La finalità della norma è quella di garantire non solo agevolazioni fiscali ma un iter amministrativo accelerato. Fin qui nulla da dire, anzi una panacea per le imprese. Ma come potrà dall’1 gennaio una struttura commissariale che con poche persone ha lavorato un numero determinato di pratiche, gestire questa fase di transizione senza regole o orientamenti? C’è il rischio che il sistema delle imprese vada in sofferenza con buona pace di quella acclamata «burocrazia amica»

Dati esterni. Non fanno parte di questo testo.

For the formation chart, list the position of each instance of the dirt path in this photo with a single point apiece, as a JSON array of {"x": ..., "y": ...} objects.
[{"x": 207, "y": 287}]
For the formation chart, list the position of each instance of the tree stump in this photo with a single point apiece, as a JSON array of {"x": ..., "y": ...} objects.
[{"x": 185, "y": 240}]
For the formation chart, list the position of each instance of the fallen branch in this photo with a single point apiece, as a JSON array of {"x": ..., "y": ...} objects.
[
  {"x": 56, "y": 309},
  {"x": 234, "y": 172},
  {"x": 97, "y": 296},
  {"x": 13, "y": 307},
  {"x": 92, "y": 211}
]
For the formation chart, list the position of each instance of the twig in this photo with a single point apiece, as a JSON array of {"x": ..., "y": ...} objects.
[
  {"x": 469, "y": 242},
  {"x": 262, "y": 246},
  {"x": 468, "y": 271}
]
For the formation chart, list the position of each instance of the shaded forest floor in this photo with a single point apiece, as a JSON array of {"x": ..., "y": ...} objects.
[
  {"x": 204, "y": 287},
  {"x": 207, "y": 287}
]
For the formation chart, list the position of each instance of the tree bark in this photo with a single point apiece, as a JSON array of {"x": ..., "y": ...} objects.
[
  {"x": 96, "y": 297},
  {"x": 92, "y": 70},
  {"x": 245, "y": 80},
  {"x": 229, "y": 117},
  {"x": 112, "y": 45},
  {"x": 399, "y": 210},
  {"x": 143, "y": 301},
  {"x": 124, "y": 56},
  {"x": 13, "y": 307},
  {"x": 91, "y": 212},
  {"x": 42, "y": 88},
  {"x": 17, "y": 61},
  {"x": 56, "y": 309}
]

Chi stabilisce ad esempio, quali saranno le attività economiche ricomprese nella Zes e quali no? La risposta potrebbe arrivare dall’articolo 14 della norma laddove è previsto che «i progetti inerenti alle attività economiche ovvero all’insediamento di attività industriali, produttive e logistiche all’interno della Zes Unica» – non soggetti a Scia ovvero per i quali non è previsto il rilascio di titolo abilitativo – sono soggetti ad autorizzazione unica. Tale procedura fa salvo quanto previsto in materia di autorizzazione di impianti ed infrastrutture energetiche, in materia di opere ricadenti negli aeroporti o secondo quanto previsto dalla normativa sul commercio. Per intenderci, chi vuole aprire un chiosco dovrà seguire il suo iter al Suap del Comune, mentre probabilmente chi vorrà aprire una attività turistica potrà (o dovrà) rivolgersi allo sportello unico della Zes della regione di riferimento fino al passaggio di competenze alla struttura di missione. È così oppure no?

E ancora: chi dovrà firmare l’autorizzazione unica? Il Commissario in prorogatio o il Coordinatore se ne frattempo sarà nominato? Insomma, se da un lato lo spirito della legge (probabilmente scritta in fretta) è quello di rendere la vita più facile alle imprese accentrando a Roma, dall’altro dall’1 gennaio si scarica tutto sulle strutture commissariali che ad oggi sembrerebbero non aver ricevuto alcuna indicazione, circolare o direttiva. A fare da regìa dovrebbe essere il Dipartimento per la coesione, quello nel quale sono confluite parte delle unità impegnate nella Agenzia per la Coesione, dal 1 dicembre soppressa per legge (con un ritardo di circa 6 mesi). Tuttavia il Dipartimento è alle prese con una radicale riorganizzazione e sembra che proprio Fitto nelle ultime settimane abbia impresso un’accelerazione, forse nella consapevolezza dei tempi ristretti.

Ma i fatti sono questi e le incognite, almeno per ora, restano. Le imprese, raccogliendo gli appelli e annunci del Governo in questi mesi, credono fortemente nello strumento Zes unica, la cui istituzione fu annunciata dal ministro Fitto a luglio scorso durante una assemblea di Confindustria a Bari. Ma al tempo stesso chiedono regole chiare su come poter operare anche perché, allo stato delle cose, il 1 gennaio 2024 gli sportelli unici dei vari commissari rischiano di essere inondati di istanze «al buio», con l’inevitabile rischio di creare un effetto imbuto e vanificare i benefici della Zes unica. Indubbiamente, diventa prioritaria anche la scrittura del famoso Piano strategico, esteso a tutto il Mezzogiorno, nel quale individuare le priorità e gli asset strategici nei vari territori: lavoro, in cui «coinvolgere» le Regioni, non ancora iniziato visto che manca il Coordinatore e la struttura di missione non è stata ancora costituita. Tutti nodi che vanno sciolti al più presto.